A controvérsia atual refere-se a decisão de Trump de impedir a entrada de cidadãos de sete países nos Estados Unidos por 90 dias. Esse artigo não defende medidas desse tipo, elas me parecem equivocadas. O objetivo desse post é demonstrar, por números, que decisão similar havia sido tomada anteriormente por Obama contra os iraquianos em 2011.

A grande mídia condenou Trump por essa decisão. Em resposta Trump alegou que Obama tinha feito o mesmo e por mais tempo contra os iraquianos em 2011 (afinal a restrição imposta por Trump foi de 90 dias contra os 180 dias de restrição impostos por Obama). A choradeira na mídia foi grande, e rapidamente surgiram as versões de que as restrições impostas por Obama eram diferentes das de Trump.

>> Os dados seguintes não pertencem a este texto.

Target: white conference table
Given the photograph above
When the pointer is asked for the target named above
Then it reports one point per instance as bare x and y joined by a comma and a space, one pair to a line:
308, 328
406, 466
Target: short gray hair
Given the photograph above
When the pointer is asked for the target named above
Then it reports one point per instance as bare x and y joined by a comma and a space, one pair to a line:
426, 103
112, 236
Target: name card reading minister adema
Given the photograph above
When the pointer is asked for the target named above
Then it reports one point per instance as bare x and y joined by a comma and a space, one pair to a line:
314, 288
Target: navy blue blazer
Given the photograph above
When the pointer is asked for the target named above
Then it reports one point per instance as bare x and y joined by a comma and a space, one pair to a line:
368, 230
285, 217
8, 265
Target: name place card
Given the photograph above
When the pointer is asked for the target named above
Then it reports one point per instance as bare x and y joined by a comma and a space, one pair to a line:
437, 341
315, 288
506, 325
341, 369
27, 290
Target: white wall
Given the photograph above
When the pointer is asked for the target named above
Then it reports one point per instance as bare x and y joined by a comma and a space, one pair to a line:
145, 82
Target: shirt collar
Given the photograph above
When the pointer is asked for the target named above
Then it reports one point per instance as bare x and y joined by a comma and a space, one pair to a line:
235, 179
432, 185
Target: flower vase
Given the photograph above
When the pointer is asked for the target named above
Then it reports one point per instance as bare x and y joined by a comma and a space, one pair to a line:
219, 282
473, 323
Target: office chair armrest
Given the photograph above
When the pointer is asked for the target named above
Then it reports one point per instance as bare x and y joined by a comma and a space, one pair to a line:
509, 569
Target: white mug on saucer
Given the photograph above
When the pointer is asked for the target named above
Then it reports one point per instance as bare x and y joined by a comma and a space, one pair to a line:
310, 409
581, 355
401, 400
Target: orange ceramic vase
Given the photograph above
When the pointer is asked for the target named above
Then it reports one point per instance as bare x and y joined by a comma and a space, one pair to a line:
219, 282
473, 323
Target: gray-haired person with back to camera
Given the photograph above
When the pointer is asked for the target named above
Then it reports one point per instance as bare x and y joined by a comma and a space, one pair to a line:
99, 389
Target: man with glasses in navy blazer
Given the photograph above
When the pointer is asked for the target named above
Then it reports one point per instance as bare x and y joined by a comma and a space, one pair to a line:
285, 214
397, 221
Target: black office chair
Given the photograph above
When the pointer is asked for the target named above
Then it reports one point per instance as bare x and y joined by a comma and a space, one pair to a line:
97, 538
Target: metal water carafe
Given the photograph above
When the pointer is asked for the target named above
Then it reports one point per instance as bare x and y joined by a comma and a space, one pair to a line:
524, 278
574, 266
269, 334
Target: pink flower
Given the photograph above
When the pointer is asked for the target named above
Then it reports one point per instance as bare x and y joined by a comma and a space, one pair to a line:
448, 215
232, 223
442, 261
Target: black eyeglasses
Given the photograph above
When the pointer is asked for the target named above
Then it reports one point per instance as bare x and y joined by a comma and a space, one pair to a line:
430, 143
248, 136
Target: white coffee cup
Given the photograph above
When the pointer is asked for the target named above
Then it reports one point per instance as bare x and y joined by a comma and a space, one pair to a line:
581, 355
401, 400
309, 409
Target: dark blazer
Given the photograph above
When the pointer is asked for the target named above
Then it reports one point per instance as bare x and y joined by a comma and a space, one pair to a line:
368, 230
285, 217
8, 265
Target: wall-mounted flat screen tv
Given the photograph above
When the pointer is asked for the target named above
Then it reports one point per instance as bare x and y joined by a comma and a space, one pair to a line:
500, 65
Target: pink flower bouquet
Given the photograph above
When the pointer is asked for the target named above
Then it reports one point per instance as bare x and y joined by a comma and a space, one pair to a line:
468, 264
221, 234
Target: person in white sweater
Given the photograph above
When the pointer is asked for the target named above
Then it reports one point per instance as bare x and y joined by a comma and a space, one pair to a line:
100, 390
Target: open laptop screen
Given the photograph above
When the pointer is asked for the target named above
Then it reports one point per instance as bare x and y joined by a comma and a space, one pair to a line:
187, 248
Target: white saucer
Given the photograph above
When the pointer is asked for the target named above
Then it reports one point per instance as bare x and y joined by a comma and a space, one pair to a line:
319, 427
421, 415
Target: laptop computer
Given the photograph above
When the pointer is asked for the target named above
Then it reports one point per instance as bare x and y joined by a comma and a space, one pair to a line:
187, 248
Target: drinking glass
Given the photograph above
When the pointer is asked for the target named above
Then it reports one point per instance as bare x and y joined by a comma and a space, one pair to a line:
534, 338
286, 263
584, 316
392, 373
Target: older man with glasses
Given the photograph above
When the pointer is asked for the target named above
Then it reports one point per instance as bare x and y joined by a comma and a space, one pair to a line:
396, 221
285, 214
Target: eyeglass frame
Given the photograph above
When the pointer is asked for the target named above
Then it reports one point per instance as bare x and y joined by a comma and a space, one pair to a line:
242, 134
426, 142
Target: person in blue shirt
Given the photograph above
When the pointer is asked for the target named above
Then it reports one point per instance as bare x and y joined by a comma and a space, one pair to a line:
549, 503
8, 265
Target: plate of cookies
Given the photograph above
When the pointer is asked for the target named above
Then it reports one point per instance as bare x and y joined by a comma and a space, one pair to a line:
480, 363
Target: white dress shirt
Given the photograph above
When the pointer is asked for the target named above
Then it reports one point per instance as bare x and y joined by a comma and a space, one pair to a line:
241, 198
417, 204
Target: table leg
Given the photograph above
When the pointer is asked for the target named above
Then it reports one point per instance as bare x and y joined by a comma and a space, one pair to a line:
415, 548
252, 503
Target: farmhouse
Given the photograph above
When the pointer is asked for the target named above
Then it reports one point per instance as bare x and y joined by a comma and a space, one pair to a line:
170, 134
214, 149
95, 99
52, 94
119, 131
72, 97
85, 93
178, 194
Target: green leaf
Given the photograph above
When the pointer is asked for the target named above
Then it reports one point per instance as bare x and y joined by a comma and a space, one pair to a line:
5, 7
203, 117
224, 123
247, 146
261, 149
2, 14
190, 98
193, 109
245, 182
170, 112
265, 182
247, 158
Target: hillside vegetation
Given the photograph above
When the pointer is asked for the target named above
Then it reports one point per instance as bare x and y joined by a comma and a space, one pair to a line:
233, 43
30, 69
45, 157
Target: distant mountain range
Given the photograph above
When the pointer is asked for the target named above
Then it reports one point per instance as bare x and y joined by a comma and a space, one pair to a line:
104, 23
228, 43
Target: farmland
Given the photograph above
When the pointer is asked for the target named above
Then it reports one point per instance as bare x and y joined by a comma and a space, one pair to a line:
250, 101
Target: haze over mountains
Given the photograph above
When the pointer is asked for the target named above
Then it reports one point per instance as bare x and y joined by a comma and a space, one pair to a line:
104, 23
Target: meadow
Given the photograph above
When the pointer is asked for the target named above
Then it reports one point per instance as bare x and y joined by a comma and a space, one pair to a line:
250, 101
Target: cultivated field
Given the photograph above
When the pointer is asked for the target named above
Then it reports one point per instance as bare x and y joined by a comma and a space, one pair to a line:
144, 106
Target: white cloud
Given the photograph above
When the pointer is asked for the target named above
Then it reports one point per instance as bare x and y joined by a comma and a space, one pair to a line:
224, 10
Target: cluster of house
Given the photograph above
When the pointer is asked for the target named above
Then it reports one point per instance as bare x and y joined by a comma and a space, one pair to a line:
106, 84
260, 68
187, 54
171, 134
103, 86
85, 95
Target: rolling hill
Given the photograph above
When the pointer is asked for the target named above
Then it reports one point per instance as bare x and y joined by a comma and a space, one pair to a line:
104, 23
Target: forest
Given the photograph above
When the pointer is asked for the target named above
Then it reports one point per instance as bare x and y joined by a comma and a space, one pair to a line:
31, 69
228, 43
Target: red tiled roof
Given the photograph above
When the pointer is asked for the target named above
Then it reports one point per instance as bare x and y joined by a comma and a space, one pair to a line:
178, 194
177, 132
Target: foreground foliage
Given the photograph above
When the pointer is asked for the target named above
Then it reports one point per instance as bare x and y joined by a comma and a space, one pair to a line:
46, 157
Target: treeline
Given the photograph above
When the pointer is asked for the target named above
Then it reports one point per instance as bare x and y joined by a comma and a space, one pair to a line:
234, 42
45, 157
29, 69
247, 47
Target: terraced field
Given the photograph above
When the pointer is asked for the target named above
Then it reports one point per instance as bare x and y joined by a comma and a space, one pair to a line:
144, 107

Vejamos o que os dados dizem. Caso queira averiguar por você mesmo, os dados online podem ser obtidos aqui, e aqui. A primeira coluna refere-se ao ano, a segunda ao número de refugiados que chegaram aos EUA, a terceira é o percentual de refugiados iraquianos em relação ao total de refugiados, e a quarta coluna é a posição no total de refugiados que entraram nos EUA.

Em quatro dos cinco anos o Iraque foi o país que teve o maior número de refugiados entrando nos Estados Unidos. Apenas no ano de 2011 (ano da medida restritiva de Obama) caiu para terceiro. O número de refugiados iraquianos em 2011 caiu quase a metade do ano anterior. Somente no ano de 2013 o número de refugiados iraquianos retornou ao padrão anterior a medida restritiva de Obama.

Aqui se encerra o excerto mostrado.